Pagoda in China “out-leans” Tower of Pisa

Just 25 miles outside of Shanghai, there is an architectural oddity: China’s own leaning tower, built nearly 1,000 years ago. The tilting structure draws in thousands of visitors despite very little advertising and support for the structure from within the country.

PisaThe 7-storey Huzhu Pagoda leans 7.10 degrees to the southeast, making it more crooked than the famed tower in Pisa, Italy. The lean even seems to be growing as the tower, in the Songjiang suburb, was leaning 6.51 degrees just 30 years ago.

“Part of the foundation was built on rock, part of the foundation was built on mud,” says Yang Kun, a historian from the Songjiang Museum who has researched the pagoda’s history, in an interview with American radio.

Video Footage

Filmmakers have recently released footage of a drone circling the structure and its garden grounds. In the video, the structure seems to spring, albeit crookedly, from the mountain landscape.

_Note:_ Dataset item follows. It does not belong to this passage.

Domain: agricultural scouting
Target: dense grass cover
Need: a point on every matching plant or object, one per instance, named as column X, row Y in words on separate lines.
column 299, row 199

Huzhu Pagoda in China "out-leans" Tower of Pisa

It was built in 1079 by Gen. Zhou Wenda to be a shrine for religious relics given to him as a reward by Emperor Song Gaozong of the Southern Song dynasty but, because of the area where it was built, observers say that from the start it began to tilt. Yang Kun said that there are a number of other pagodas in the area that are tilting as well.

This particular temple’s excessive lean can attributed as a result of couple of other factors. In 1788, during a celebration, local villagers released firecrackers too close to the tower. The tower’s wooden infrastructure was destroyed, causing the tilt to increase.

The tower is a popular destination for foreign tourists on a cultural China holiday but, despite being built well before the Leaning Tower of Pisa, and having a greater degree of tilt, the Chinese version does not stand out as remarkable for those in the country. Maybe that is because of an un-fulfilled promise of riches at site of tower.

“Back in the 19th century, there were rumours that ancient coins were hidden in the pagoda, so the villagers near here all came to try to dig up the treasures. They found nothing,” Yang Kun explains in this article. “But when people kept digging they left a big hole here, and so the leaning was irreversible.”